Azocine
- Names: Preferred IUPAC name (3Z,5Z,7Z)-Azocine

Identifiers
- CAS Number: 292-65-9;
- 3D model (JSmol): Interactive image;
- ChemSpider: 4953946;
- PubChem CID: 6451481;
- CompTox Dashboard (EPA): DTXSID201028847 ;

Properties
- Chemical formula: C_{7}H_{7}N
- Molar mass: 105.140 g·mol^{−1}

= Azocine =

Azocine is a heterocyclic organic compound with the molecular formula C_{7}H_{7}N. It consists of an unsaturated eight-membered ring having seven carbon atoms, one nitrogen atom and four double bonds.

The parent compound is thermally unstable and polymerizes at −50 °C. It can be prepared temporarily through diazabasketene pyrolysis: a retro-Diels–Alder decomposition and subsequent hydrocyanic acid elimination.

Nakadomarin A

Nevertheless, azocine-type rings are found in many natural products.
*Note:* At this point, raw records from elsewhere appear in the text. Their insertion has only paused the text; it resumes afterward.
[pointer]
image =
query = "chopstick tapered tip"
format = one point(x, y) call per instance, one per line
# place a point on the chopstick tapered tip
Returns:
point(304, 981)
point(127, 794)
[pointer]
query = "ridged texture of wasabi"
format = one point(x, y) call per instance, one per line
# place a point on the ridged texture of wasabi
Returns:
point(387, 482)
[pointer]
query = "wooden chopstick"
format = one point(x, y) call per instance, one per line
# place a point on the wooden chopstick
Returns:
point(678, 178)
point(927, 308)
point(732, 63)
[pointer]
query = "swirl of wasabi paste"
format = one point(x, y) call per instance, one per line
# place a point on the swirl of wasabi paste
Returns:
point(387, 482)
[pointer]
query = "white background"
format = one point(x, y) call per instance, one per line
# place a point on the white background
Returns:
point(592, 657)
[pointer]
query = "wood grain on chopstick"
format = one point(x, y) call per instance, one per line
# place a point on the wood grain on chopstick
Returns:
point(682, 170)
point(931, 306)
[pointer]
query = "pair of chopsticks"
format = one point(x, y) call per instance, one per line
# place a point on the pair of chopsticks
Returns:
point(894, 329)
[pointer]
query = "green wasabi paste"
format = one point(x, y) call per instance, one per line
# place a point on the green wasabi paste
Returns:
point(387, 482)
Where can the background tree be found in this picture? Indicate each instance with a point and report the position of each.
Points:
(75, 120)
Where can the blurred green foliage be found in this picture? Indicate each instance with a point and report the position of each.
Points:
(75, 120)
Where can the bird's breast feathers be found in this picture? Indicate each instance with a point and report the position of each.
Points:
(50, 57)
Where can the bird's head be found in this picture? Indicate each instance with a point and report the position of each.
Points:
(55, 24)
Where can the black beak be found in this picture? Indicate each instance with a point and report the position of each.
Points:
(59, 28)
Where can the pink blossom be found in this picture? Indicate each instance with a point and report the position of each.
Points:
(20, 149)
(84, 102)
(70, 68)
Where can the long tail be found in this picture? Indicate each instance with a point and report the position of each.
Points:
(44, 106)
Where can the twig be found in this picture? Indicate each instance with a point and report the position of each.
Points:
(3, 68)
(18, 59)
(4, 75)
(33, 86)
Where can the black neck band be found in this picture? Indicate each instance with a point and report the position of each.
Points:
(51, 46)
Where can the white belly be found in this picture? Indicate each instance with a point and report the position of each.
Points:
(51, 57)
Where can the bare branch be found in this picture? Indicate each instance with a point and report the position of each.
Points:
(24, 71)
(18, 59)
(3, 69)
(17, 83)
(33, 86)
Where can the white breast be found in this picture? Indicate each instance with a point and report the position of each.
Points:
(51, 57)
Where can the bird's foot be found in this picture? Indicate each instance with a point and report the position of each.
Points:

The potential antibiotic nakadomarin A, a manzamine-type marine alkaloid, contains a partially saturated azocine within its fused, hexacyclic ring system.

Saturated or partially saturated azocine rings also form the core structure defining the azocine opioid family. These include cyclazocine, pentazocine, and phenazocine.